Amazon rival Wish files to go public amid online shopping boom
Wish, an alternative to Amazon that replaces convenience with low priced goods shipped directly from China, has revealed sales of more than $1.7bn (£1.3bn) this year as it filed to go public in New York.
The ecommerce company said revenue had grown 32pc in the nine months ending September 30, but reported a loss of $176m, up from $5m in the same period a year ago. It put this down to supply chain closures amid higher demand during the pandemic.
It joins Airbnb and Roblox in filing this week as private companies look to debut before the year ends.
Founded by Peter Szulczewski, a Polish born former Google engineer and Yahoo veteran Danny Zhang, Wish follows a similar business model to Chinese giant Alibaba’s ecommerce site AliExpress.
Its headquarters are in San Francisco but most of its merchants are in China, who can offer cheap prices but often take a long time to ship and deliver products, leaving customers with a long wait for their items.
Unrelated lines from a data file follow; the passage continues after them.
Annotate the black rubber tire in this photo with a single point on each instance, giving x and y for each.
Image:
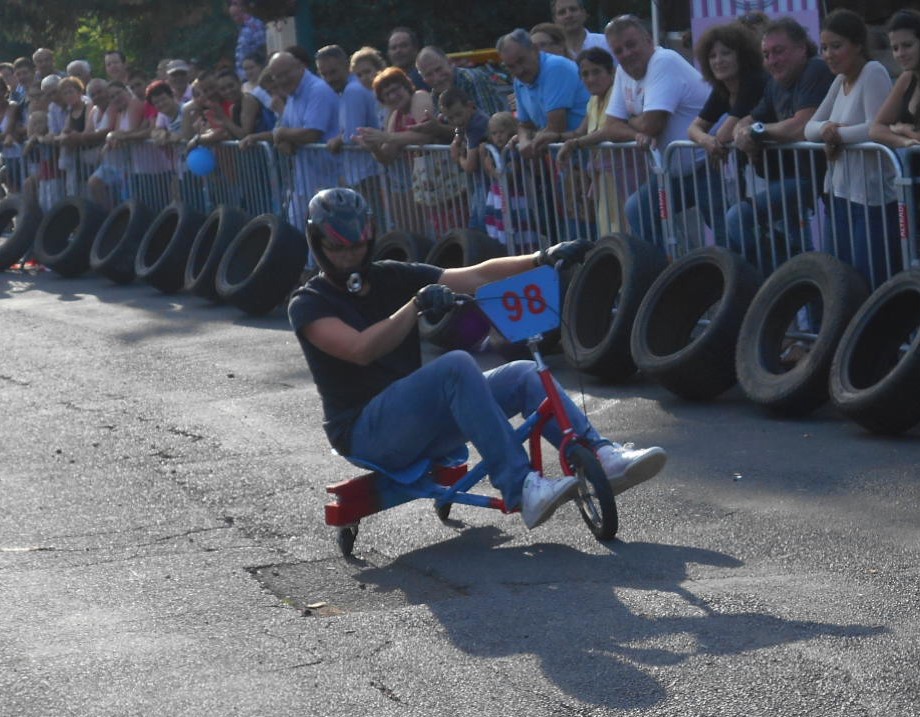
(345, 539)
(601, 305)
(595, 499)
(667, 344)
(261, 265)
(19, 222)
(401, 246)
(208, 247)
(66, 234)
(164, 249)
(114, 249)
(464, 247)
(465, 326)
(872, 381)
(812, 279)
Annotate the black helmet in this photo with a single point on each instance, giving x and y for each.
(341, 216)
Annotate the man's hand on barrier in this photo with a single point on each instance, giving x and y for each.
(563, 254)
(716, 149)
(335, 144)
(434, 301)
(645, 141)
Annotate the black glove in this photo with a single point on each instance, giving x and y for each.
(434, 301)
(565, 253)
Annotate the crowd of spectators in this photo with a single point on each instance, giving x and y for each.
(760, 80)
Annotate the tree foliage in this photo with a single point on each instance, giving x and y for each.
(145, 30)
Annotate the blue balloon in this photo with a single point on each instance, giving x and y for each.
(201, 161)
According to documents filed with the US securities regulator, Wish uses proprietary algorithms to collect and analyse data on shoppers including historical and recent browsing data, past transactions and reviews, claiming this helps it get an average of 40 items added into carts for every 100 users because it can personalise the items it show users.
Gareth Bale promoted Wish during the World Cup in 2018 when it was barely known to shoppers in the UK
Despite being promoted by footballers Gareth Bale and Paul Pogba, the company has courted controversy in the past. It came under fire for selling banned knives and tasers to UK shoppers in 2018. Facebook adverts showing fake tongues, sex toys and "cat masks" on the site caused a stir in 2017.
Wish said it is focusing on selling to households with lower incomes in the Middle East, Africa. South America, Eastern Europe, markets which retail rival Amazon has left largely untouched.
Investors include Peter Thiel’s Founders Fund along with DST Global, Formation8, GGV Capital and Republic Technologies. Mr Szulczewski controls 65.5pc of the company’s Class B shares, giving him around 58pc of its total voting power.
The filing, published on Friday, highlighted potential challenges to the company including merchant fraud and opposition from the Chinese government.
Merchants have previously conspired to create fake sales to appear more trustworthy on its website and bump up their items when customers search, it said. Wish warned that it may not be able to crack down on this in its entirety, potentially prompting governments to intervene.
It added that it was subject to the rules of China which has stringent internet regulations – which it noted could become even more tricky to operate in. The Chinese government could shut down operations and take control of Wish’s income if they felt they had broken the rules, some of which are not made clear until it is too late.
“The People’s Republic of China’s system is based in part on government policies and internal rules, some of which are not published on a timely basis or at all and may have a retroactive effect,” the filing stated.
“As a result we may not be aware of our violation until sometime after.”